CrossViTConfig¶

class lucid.models.CrossViTConfig(img_size: tuple[int, int] | list[int] = (224, 224), patch_size: tuple[int, int] | list[int] = (12, 16), in_channels: int = 3, num_classes: int = 1000, embed_dim: tuple[int, int] | list[int] = (192, 384), depth: tuple[tuple[int, int, int], ...] | list[list[int]] = ((1, 3, 1), (1, 3, 1), (1, 3, 1)), num_heads: tuple[int, int] | list[int] = (6, 12), mlp_ratio: tuple[float, float, float] | list[float] = (2.0, 2.0, 4.0), qkv_bias: bool = False, qk_scale: float | None = None, drop_rate: float = 0.0, attn_drop_rate: float = 0.0, drop_path_rate: float = 0.0, norm_layer: type[lucid.nn.module.Module] = <class 'lucid.nn.modules.norm.LayerNorm'>, multi_conv: bool = False)¶

CrossViTConfig stores the dual-branch stage layout and classifier settings used by lucid.models.CrossViT. It defines the branch image sizes, patch sizes, embedding widths, multi-scale block depths, attention heads, and whether the dagger-style multi-convolution patch embedding is enabled.

Class Signature¶

@dataclass
class CrossViTConfig:
    img_size: tuple[int, int] | list[int] = (224, 224)
    patch_size: tuple[int, int] | list[int] = (12, 16)
    in_channels: int = 3
    num_classes: int = 1000
    embed_dim: tuple[int, int] | list[int] = (192, 384)
    depth: tuple[tuple[int, int, int], ...] | list[list[int]] = ((1, 3, 1), (1, 3, 1), (1, 3, 1))
    num_heads: tuple[int, int] | list[int] = (6, 12)
    mlp_ratio: tuple[float, float, float] | list[float] = (2.0, 2.0, 4.0)
    qkv_bias: bool = False
    qk_scale: float | None = None
    drop_rate: float = 0.0
    attn_drop_rate: float = 0.0
    drop_path_rate: float = 0.0
    norm_layer: type[nn.Module] = nn.LayerNorm
    multi_conv: bool = False

Parameters¶

img_size: Input resolution for the two CrossViT branches.
patch_size: Patch size for each branch.
in_channels (int): Number of input image channels.
num_classes (int): Number of output classes.

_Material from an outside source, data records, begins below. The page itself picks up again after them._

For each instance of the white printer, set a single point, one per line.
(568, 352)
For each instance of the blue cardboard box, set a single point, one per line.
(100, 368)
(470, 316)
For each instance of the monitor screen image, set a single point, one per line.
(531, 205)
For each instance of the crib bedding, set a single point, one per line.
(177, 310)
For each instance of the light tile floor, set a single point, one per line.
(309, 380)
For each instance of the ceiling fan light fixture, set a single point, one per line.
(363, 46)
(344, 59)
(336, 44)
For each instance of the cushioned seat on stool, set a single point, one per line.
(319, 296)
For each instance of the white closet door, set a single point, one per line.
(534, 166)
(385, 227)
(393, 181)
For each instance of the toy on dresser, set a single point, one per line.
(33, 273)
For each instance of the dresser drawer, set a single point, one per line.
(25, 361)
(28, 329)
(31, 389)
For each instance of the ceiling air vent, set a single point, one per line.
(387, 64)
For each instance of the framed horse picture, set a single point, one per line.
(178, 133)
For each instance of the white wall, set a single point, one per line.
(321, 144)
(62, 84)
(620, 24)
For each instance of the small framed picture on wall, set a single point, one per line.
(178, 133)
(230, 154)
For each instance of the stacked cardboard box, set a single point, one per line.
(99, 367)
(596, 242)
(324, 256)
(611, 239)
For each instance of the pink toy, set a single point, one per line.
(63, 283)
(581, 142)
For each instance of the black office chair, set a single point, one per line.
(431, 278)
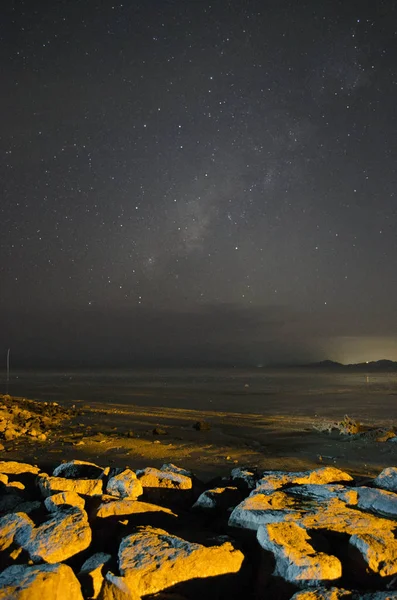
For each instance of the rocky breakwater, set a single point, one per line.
(86, 531)
(22, 418)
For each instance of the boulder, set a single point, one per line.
(296, 560)
(39, 582)
(125, 485)
(274, 480)
(218, 498)
(377, 501)
(324, 594)
(52, 503)
(10, 525)
(316, 491)
(91, 574)
(129, 507)
(86, 487)
(253, 511)
(154, 478)
(386, 480)
(10, 467)
(78, 469)
(63, 535)
(152, 560)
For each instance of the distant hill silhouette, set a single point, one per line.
(374, 365)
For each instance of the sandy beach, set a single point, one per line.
(150, 419)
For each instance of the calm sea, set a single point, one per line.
(296, 391)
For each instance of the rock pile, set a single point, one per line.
(21, 417)
(92, 532)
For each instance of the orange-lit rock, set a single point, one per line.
(327, 594)
(39, 582)
(52, 503)
(315, 491)
(296, 559)
(125, 485)
(129, 507)
(253, 511)
(274, 480)
(65, 534)
(52, 485)
(10, 467)
(152, 560)
(154, 478)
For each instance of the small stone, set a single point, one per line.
(296, 559)
(91, 574)
(85, 487)
(129, 507)
(386, 480)
(38, 582)
(125, 485)
(54, 502)
(253, 511)
(325, 594)
(78, 469)
(152, 560)
(11, 467)
(218, 498)
(202, 426)
(159, 431)
(154, 478)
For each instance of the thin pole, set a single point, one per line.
(8, 364)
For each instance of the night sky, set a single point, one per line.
(194, 183)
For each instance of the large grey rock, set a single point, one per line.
(65, 534)
(10, 467)
(54, 502)
(275, 480)
(218, 498)
(387, 479)
(78, 469)
(154, 478)
(125, 485)
(85, 487)
(39, 582)
(92, 574)
(10, 525)
(377, 501)
(254, 510)
(316, 491)
(129, 507)
(296, 560)
(152, 560)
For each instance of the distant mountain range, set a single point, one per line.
(373, 365)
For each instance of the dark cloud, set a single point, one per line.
(211, 335)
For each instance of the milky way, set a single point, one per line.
(212, 181)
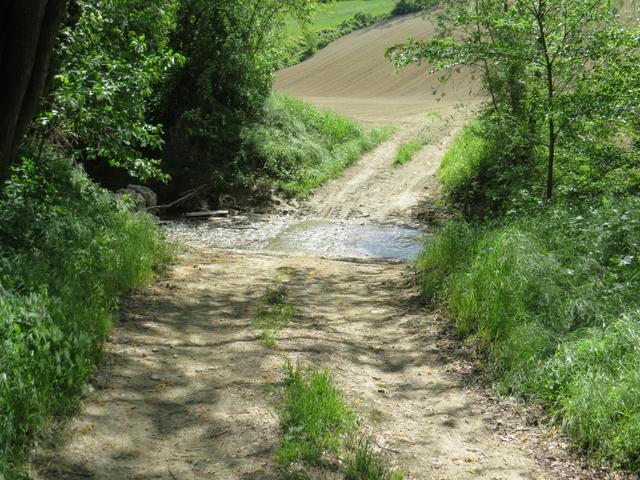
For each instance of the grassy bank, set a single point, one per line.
(299, 147)
(322, 432)
(549, 296)
(69, 252)
(331, 15)
(337, 19)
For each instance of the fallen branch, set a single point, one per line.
(207, 213)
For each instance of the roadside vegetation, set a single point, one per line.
(409, 149)
(333, 20)
(275, 313)
(172, 94)
(322, 431)
(69, 251)
(300, 147)
(539, 267)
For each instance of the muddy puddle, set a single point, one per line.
(301, 236)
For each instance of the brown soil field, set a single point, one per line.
(352, 76)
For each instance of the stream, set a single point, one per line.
(301, 236)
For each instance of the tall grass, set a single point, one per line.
(300, 147)
(550, 297)
(68, 253)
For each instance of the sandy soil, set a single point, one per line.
(186, 390)
(377, 189)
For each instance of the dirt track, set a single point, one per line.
(186, 390)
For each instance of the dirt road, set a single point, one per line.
(186, 390)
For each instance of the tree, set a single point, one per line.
(27, 36)
(542, 61)
(112, 56)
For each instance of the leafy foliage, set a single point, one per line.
(231, 50)
(68, 253)
(553, 70)
(297, 147)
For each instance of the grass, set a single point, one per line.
(275, 313)
(301, 147)
(467, 155)
(331, 15)
(409, 149)
(69, 252)
(321, 429)
(314, 416)
(548, 295)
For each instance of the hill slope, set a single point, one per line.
(352, 77)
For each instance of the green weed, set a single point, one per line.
(301, 147)
(364, 463)
(321, 429)
(464, 161)
(549, 300)
(275, 313)
(408, 150)
(314, 416)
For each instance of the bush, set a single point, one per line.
(551, 301)
(314, 415)
(68, 253)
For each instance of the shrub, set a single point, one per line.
(404, 7)
(68, 253)
(550, 300)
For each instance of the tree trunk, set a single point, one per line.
(551, 158)
(27, 36)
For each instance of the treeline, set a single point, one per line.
(169, 93)
(540, 266)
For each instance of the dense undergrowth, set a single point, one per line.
(69, 251)
(297, 147)
(322, 431)
(548, 293)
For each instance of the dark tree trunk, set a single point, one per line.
(27, 36)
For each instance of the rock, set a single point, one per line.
(150, 197)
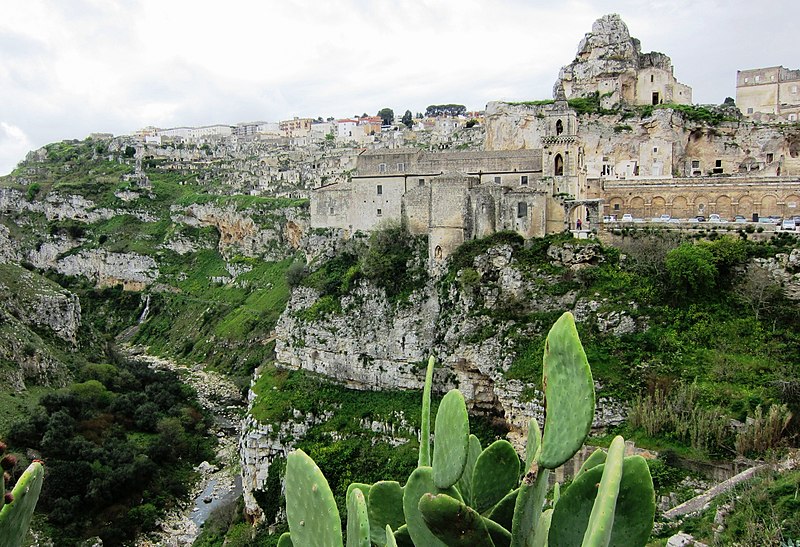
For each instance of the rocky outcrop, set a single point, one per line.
(783, 270)
(8, 251)
(65, 207)
(375, 344)
(254, 232)
(37, 301)
(131, 270)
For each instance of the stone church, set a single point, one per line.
(543, 166)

Set to 0 to keep identity heads.
embed_dim: Embedding width for each branch.
depth: Sequence of multi-scale block specs. Each entry contains two branch depths and one fusion depth.
num_heads: Attention head counts for the two branches.
mlp_ratio: MLP expansion ratios for the two branches and the cross-fusion path.
qkv_bias (bool): Whether query, key, and value projections use bias.
qk_scale (float | None): Optional attention scaling override.
drop_rate, attn_drop_rate, drop_path_rate: Dropout and stochastic depth settings.
norm_layer (type[nn.Module]): Normalization layer used throughout the model.
multi_conv (bool): Whether to use the dagger-style multi-convolution patch embedding.

Validation¶

img_size, patch_size, embed_dim, and num_heads must each contain exactly two positive integers.
in_channels must be greater than 0.
num_classes must be greater than or equal to 0.
mlp_ratio must contain exactly three positive values.
depth must contain at least one stage spec, and each spec must contain two positive branch depths plus one non-negative fusion depth.
Each embedding width must be divisible by the corresponding head count.
Dropout rates must each be in [0, 1).
If multi_conv=True, every patch size must be either 12 or 16.

Usage¶

import lucid.models as models

config = models.CrossViTConfig(
    img_size=(32, 32),
    patch_size=(8, 16),
    in_channels=1,
    num_classes=10,
    embed_dim=(32, 64),
    depth=((1, 1, 0), (1, 1, 0)),
    num_heads=(4, 4),
    mlp_ratio=(2.0, 2.0, 1.0),
    drop_path_rate=0.0,
)
model = models.CrossViT(config)